Location
- Country: Italy

Information
- Denomination: Roman Catholic
- Rite: Latin Rite
- Established: 1968

Current leadership
- Pope: Francis
- Titular Archbishop: Charles John Brown

= Titular Archbishop of Aquileia =

Position in the Roman Catholic Church

The Titular Archbishop of Aquileia is the head of a titular see of the Roman Catholic church. The title is currently held by Charles John Brown, the Apostolic Nuncio to Philippines.

==History==
The titular see is one of the last vestiges of the once powerful Patriarchate of Aquileia. It was suppressed in the eighteenth century. In 1968 Aquileia became a titular non-residential archbishopric. Among the more recent holders were:

- Joseph Cardinal Höffner (6 January 1969 – 24 February 1969)
- Michele Cecchini (26 Feb 1969 – 26 April 1989)
- Marcello Costalunga (10 December 1990 – 5 May 2010)
- Charles John Brown (26 November 2011 – present)

The office of Patriarch of Aquileia had become contentious with both the Republic of Venice and the Habsburg Empire contesting the right to nominate the Archbishop because both Venetian and Austrian Dioceses were subject to the Patriarchate.

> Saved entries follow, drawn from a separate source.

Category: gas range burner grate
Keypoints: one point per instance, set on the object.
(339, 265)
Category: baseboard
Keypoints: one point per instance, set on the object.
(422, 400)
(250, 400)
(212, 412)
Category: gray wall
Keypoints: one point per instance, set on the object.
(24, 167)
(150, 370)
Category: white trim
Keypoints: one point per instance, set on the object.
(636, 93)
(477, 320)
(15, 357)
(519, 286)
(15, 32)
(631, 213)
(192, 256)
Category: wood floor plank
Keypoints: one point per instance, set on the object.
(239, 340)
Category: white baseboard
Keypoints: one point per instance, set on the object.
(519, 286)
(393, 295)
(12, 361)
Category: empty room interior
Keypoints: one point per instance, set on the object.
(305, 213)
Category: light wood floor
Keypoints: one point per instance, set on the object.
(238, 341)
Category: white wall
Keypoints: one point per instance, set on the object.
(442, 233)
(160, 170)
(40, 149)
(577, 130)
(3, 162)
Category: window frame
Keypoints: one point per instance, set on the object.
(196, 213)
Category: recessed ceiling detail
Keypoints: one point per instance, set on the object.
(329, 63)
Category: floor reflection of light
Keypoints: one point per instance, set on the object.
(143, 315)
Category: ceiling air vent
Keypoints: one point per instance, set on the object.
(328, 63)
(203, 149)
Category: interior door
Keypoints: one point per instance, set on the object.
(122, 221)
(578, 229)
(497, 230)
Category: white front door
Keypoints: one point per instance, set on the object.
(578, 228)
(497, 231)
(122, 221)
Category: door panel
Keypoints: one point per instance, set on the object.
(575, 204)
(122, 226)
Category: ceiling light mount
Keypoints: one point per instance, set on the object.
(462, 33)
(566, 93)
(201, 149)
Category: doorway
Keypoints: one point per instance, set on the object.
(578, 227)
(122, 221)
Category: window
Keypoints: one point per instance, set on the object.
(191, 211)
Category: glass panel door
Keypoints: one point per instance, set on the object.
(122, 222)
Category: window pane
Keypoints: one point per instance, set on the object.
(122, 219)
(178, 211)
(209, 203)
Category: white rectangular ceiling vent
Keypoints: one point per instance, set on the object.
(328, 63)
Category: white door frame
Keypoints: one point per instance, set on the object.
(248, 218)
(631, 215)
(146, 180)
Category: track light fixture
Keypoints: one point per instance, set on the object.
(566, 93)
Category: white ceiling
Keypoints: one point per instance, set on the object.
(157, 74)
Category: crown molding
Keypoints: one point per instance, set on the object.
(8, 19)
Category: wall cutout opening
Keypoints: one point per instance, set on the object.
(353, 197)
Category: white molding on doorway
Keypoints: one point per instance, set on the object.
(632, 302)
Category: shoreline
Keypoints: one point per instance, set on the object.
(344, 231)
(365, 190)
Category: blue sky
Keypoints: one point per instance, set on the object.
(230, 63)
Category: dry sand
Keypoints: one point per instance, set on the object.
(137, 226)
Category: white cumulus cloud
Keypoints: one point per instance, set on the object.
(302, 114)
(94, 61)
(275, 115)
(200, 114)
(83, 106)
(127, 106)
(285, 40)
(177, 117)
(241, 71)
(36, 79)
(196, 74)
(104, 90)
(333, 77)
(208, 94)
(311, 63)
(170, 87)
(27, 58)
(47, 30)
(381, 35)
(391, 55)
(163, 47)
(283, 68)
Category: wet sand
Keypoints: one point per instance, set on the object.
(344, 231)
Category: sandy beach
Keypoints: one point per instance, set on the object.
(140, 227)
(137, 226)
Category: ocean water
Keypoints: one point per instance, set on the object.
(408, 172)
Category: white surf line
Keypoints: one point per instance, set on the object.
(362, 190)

In 1751 with the 6 July bull Injunctio Nobis, Pope Benedict XIV divided the patriarchate into two archdioceses; one at Udine, with Venetian Friuli for its territory, the other at Gorizia, with jurisdiction over Austrian Friuli. Of the ancient patriarchate there remained but the parish church of Aquileia. It was made immediately subject to the Apostolic See and to its rector was granted the right of using episcopal insignia seven times in the year.